KCK soruşturması kapsamındaki
gözaltı ve tutuklamalar,
Kürt meselesinin çözümünü samimiyetle savunanları bir yol ayrımına getirdi. Şüphesiz, gözaltı ve tutuklamalarda adaletin hassas terazisi devrede olmalıdır. Ciddi ve somut kanıt olmadan yapılan tutuklamalar, insan haklarına aykırı olduğu gibi davanın özüne de zarar verir. Fakat belli isimler söz konusu olunca, yargının yanlış yaptığını ilan etmek,
terörle mücadeleyi zaafa uğratmaz mı?
Görülüyor ki, KCK davası, Kürt meselesinde, bugüne kadar birbirine
destek veren muhafazakâr demokrat ve liberal demokrat aydınları bir yol ayrımına getirdi.
İlk
ayrılık, bazı liberal arkadaşların, sadece KCK tutuklamalarını eleştirmeleri,
PKK terörünün artan şiddetini görmezden gelmeleri ile başladı. Tıpkı BDP milletvekillerinin sadece teröristlerin evine taziyeye gitmesi gibi rahatsız eden bir görüntü var. İnsaflı olan arkadaşlara tabii ki lafımız yok. Onlar, masum insanların katledilmesiyle Kürt davasının savunulamayacağını açıkça söylüyorlar. Ama hiç bu tarafa bakmayıp sadece hükümeti, yargıyı
hedefe koymanın artık sorgulanması gerekiyor.
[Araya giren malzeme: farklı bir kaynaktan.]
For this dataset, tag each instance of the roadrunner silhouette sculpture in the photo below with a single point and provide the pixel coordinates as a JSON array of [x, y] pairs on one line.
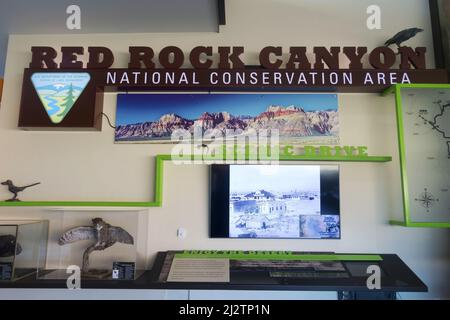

İkincisi, liberal demokrat bazı aydınlar, KCK'nın bir siyasi yapı olduğunu savunuyorlar. Sadece
siyaset yapan KCK'lıların tutuklanmasına, fikir ve ifade hürriyeti açısından karşı çıkıyorlar. Fakat inandırıcı değiller. Çünkü karşımızda şiddeti ve ırkçılığı savunan bir yapı var. Bunu, iddianameye dayanarak değil,
Cengiz Çandar'ın geçtiğimiz haziran sonu yayınlanan
TESEV raporundaki ifadelerinden alarak söylüyorum:
"Türk medyası, yaygın biçimde, KCK'den, "PKK'nin şehir örgütlenmesi" olarak söz etmiş ve etmeye devam ediyor olsa da, KCK'nin tanımı bu değildir. KCK'nin
açılımı "Koma Cimaken
Kürdistan"dır ve "Kürdistan Topluluklar Birliği" anlamına gelmektedir. KCK, Abdullah
Öcalan'ın, Demokratik Konfederalizm ilkesi çerçevesinde, örgütün yeniden örgütlendirilmesiyle kurulmuştur. Öcalan tarafından geliştirilen Demokratik Konfederalizm konsepti, bir yandan ulus-devlete bir alternatif, diğer yandan da Orta
doğu'da sorunların çözümü için bir
model olarak önerilmiştir. Bu çerçevede, KCK, PKK'nin ve onun uzantısı olarak diğer Kürt bölgelerinde (
Irak,
Suriye,
İran) faaliyet gösteren tüm parti ve organizasyonların koordine edildiği bir yürütme organı niteliğindedir. KCK fikri,
Kongre Gel'in (Halk Kongresi) 2007 Mayıs'ında Kandil'de yaptığı 5. Kongre'de ortaya çıkmıştır. Bu kongreye,
Türkiye, İran, Suriye, Irak ile yurtdışındaki Kürtleri temsil eden toplam 213 kişi katılmıştır. Abdullah Öcalan'ın statüsü, "KCK Başkanı" olarak belirlenmiştir. Bir Başkan ve 30 üyeden oluşacak bir "Yürütme Konseyi" kurulmasına ve bu konseyin görev süresinin iki yıl olmasına karar verilmiştir. Şu an, KCK Yürütme Konseyi Başkanlığı'nı Murat
Karayılan yürütmektedir."
Şimdi temsilen Sayın Hasan Cemal'e soralım; KCK ne? PKK ne? İkisinin de başında "önder Öcalan" var. Dağdaki PKK'lıların lideri de, KCK Yürütme Konseyi Başkanı da
Murat Karayılan... PKK, Çukurca'ya saldırır, 24 askerimiz şehit edilirken, Murat Karayılan, KCK'nın başı olarak hangi fikir ve ifade hürriyetinin savunucusudur?
Ortada artık, Kürt
halkının özgürlüğünü savunmaktan çoktan çıkmış, kadınları
intihar bombacısı yapıp çoluk çocuk katleden, eli kanlı caniler topluluğu var. Karşımızda, Doğu ve Güneydoğu'da 24 vilayetimizde, sözde parlamentolarla, fakat aslında parti komiserlerince
kontrol edecekleri ve kendi keyiflerince yönetecekleri, adı "özerk Kürdistan" özü dikta, bir rejim hayaline saplanmış adamlar var. Dertleri Kürt vatandaşlarımızın geleceği ise neden Kürtleri öldürüyorlar? Terör ve şiddeti, korkutmak, sindirmek için kullanan ve Türkiye'nin güçlenmesinden rahatsız olanlardan destek alan bu yapıya müsamaha göstermek anlaşılacak bir şey değildir.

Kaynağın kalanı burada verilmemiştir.